As the referendum campaign in the UK intensifies, three significant reports on the economic consequences and implication of exit from the European Union have appeared, from the UK Government and two leading think-tanks.
The Treasury has published a 200-page analysis entitled The long-term economic impact of EU membership and the alternatives.
The Treasury assessed continued membership of the EU against three alternative models – Norway, Switzerland, WTO membership – and concluded that, under all three models, the UK would be permanently poorer, productivity and GDP per person would be lower and there would be an annual loss of GDP per household in a range between £2,600 and £5,200. The negative impact on GDP would result in substantially weaker tax receipts which would significantly outweigh any potential gain from reduced financial contributions to the EU. It also concluded that to maintain access to the Single Market the UK would have to accept the free movement of people and the majority of existing rules and regulations.

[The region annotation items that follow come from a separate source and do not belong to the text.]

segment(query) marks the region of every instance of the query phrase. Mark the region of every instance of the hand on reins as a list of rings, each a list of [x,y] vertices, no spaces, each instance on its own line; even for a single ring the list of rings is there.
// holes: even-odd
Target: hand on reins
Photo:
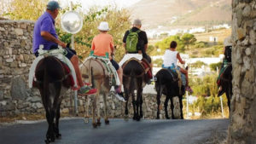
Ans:
[[[66,46],[67,46],[66,43],[61,41],[60,41],[60,43],[58,44],[61,45],[63,49],[66,48]]]

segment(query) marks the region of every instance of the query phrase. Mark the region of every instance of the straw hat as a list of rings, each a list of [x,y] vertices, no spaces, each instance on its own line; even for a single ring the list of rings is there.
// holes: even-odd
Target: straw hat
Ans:
[[[232,40],[231,40],[231,37],[228,37],[224,39],[224,45],[226,47],[226,46],[232,46]]]
[[[109,31],[108,23],[107,21],[102,21],[100,23],[98,26],[98,30],[100,31]]]

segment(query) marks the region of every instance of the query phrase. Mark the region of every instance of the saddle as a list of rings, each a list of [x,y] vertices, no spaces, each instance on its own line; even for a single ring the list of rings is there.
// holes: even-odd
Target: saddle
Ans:
[[[41,49],[41,50],[43,50],[43,49]],[[44,57],[50,55],[50,56],[55,56],[60,61],[61,66],[63,66],[63,69],[66,71],[66,73],[67,73],[66,77],[68,78],[70,80],[70,82],[68,82],[68,84],[70,84],[70,85],[73,87],[72,89],[74,90],[79,89],[79,87],[77,85],[75,70],[74,70],[71,61],[63,55],[61,50],[60,50],[60,49],[43,50],[42,54],[43,55],[40,55],[33,60],[33,62],[30,67],[29,78],[28,78],[29,88],[32,88],[32,87],[36,86],[36,82],[38,82],[35,78],[35,71],[36,71],[38,62]]]
[[[102,67],[104,75],[108,75],[109,77],[109,85],[114,86],[120,84],[117,72],[108,57],[90,55],[85,59],[84,63],[90,60],[96,60]]]
[[[231,62],[224,62],[223,67],[220,69],[218,78],[217,78],[217,85],[220,86],[221,80],[225,80],[225,78],[223,77],[224,72],[227,70],[229,66],[231,66]]]
[[[147,74],[147,77],[148,77],[148,79],[151,79],[151,78],[153,78],[153,74],[152,74],[151,68],[150,68],[150,64],[149,64],[149,62],[148,62],[146,59],[144,59],[144,58],[143,58],[142,60],[138,60],[136,59],[136,58],[131,58],[131,59],[129,59],[128,60],[126,60],[126,61],[122,65],[122,68],[124,68],[124,67],[126,66],[126,64],[127,64],[129,61],[132,60],[137,60],[137,61],[139,62],[139,64],[141,64],[141,66],[143,67],[144,72],[145,72],[145,73]]]
[[[163,68],[166,68],[170,72],[170,74],[173,78],[174,82],[177,81],[179,94],[182,95],[182,89],[181,89],[182,86],[183,84],[184,84],[183,85],[185,85],[186,84],[185,79],[182,77],[183,76],[182,72],[177,68],[172,67],[172,66],[169,67],[163,66]]]

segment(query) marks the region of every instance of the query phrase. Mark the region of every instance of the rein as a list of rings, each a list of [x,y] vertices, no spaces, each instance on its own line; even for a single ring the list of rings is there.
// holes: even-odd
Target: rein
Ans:
[[[132,60],[135,60],[136,61],[137,61],[137,62],[141,65],[141,66],[143,67],[143,69],[144,69],[144,71],[145,71],[145,67],[143,66],[143,65],[139,60],[137,60],[137,59],[134,59],[134,58],[131,58],[131,59],[130,59],[129,60],[127,60],[126,62],[125,62],[124,65],[123,65],[123,66],[122,66],[123,69],[125,67],[125,66],[127,65],[127,63],[130,62],[130,61]],[[147,73],[147,72],[142,72],[140,75],[138,75],[138,76],[134,76],[134,77],[135,77],[135,78],[141,78],[141,77],[143,77],[145,73]],[[126,75],[126,74],[125,74],[125,73],[123,73],[123,76],[124,76],[124,77],[131,77],[130,75]]]
[[[57,58],[55,58],[55,60],[56,60],[56,61],[58,61],[58,63],[61,66],[62,71],[65,72],[65,76],[64,76],[61,79],[55,80],[55,81],[53,81],[52,83],[55,83],[55,82],[62,82],[63,80],[65,80],[65,79],[67,79],[67,78],[68,78],[68,76],[70,75],[70,72],[69,72],[67,74],[66,74],[66,70],[65,70],[65,68],[64,68],[63,64],[61,63],[61,61],[59,59],[57,59]],[[39,80],[37,80],[36,82],[37,82],[37,83],[39,83],[39,84],[42,84],[42,83],[43,83],[42,81],[39,81]]]

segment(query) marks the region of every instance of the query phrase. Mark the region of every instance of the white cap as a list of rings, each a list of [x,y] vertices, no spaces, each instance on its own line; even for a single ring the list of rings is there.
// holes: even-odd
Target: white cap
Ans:
[[[226,46],[232,46],[233,43],[232,43],[232,40],[231,40],[231,37],[228,37],[224,39],[224,45],[226,47]]]
[[[100,23],[98,26],[98,30],[100,31],[109,31],[108,23],[107,21],[102,21]]]

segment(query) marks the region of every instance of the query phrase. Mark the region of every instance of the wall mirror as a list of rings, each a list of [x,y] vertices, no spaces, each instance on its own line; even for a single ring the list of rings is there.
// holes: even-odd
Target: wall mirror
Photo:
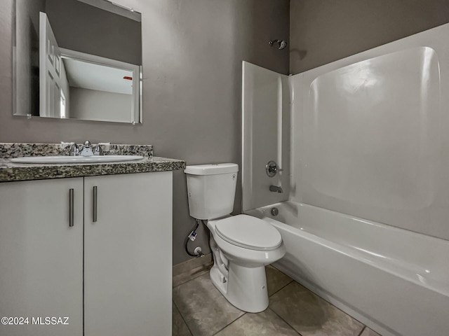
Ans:
[[[142,122],[140,13],[106,0],[15,2],[15,115]]]

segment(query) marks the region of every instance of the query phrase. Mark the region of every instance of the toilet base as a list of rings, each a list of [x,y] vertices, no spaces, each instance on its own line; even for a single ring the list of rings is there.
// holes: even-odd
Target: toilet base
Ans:
[[[236,308],[249,313],[258,313],[268,307],[264,266],[248,267],[229,262],[227,276],[225,276],[214,261],[209,274],[214,286]]]

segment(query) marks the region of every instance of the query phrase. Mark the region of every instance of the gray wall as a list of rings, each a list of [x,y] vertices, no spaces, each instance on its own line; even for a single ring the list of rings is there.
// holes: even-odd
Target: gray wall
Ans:
[[[76,0],[46,0],[45,11],[60,47],[142,64],[140,22]]]
[[[133,95],[70,87],[69,116],[90,120],[131,120]]]
[[[142,125],[13,116],[11,13],[0,6],[0,142],[151,144],[156,155],[189,164],[241,164],[241,61],[288,74],[288,0],[120,0],[142,13]],[[174,173],[173,262],[189,257],[185,176]],[[236,199],[241,209],[241,188]],[[149,214],[150,215],[150,214]],[[205,250],[206,234],[200,233]]]
[[[15,99],[18,114],[39,115],[39,11],[45,0],[16,0],[15,88],[20,91]]]
[[[295,74],[449,22],[449,0],[290,0]]]

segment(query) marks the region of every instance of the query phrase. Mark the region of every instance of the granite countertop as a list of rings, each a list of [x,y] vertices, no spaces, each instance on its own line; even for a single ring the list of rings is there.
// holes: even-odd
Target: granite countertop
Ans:
[[[22,156],[67,155],[59,144],[0,144],[0,182],[93,176],[117,174],[168,172],[185,168],[184,160],[154,157],[151,145],[105,145],[105,155],[140,155],[138,161],[102,163],[22,164],[11,159]]]

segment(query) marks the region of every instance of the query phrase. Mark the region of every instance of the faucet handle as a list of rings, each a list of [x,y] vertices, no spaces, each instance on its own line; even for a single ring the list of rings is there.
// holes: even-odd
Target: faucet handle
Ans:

The Treasury argued that the settlement negotiated by Prime Minister Cameron in relation to the reform and further development of the Single Market, in areas such as services, energy and digital, could produce a significant increase in the UK’s GDP by up to 4%: “With the UK outside the EU these economic reforms would be less likely to happen. So the cost of exit in terms of the potential loss of GDP would be correspondingly greater.”
The Vote Leave campaign group responded immediately with the former Chancellor, Lord Lamont, arguing that the Treasury’s “precision is spurious, and entirely unbelievable” and Chief Executive, Matthew Elliott, asserting that figures in the report were “deeply flawed”.
The Open Europe think-tank has produced two extensive reports on the implications of Brexit, the second entitledWhere next? A liberal, free-market guide to Brexit.
Open Europe looks at life outside the EU, a scenario which it says will be neither apocalypse nor utopia. It argues that exit would produce a small initial negative economic result – in the region of 0.5%-1.5% of GDP under the assumption that a “reasonable” trade agreement is struck between the UK and the EU. An eventual positive outcome could be achieved but only through policies such as free trade, opening up to low cost competition, maintaining relatively high immigration, and pushing through deregulation and economic reforms in areas where the UK has historically been sub-par compared to international partners.
The report deals with the controversial issue of labour market rules and regulation, arguing that there is substantial scope for deregulation but that this would trigger serious domestic political and industrial relations battles: “EU social and employment laws come with a significant cost to the UK economy and they are particularly burdensome for small business. We envisage that under our deregulatory scenario the UK government would seek to cut costs in this area by scrapping the Agency Workers Directive entirely and reining in the costs imposed by the Working Time Directive.”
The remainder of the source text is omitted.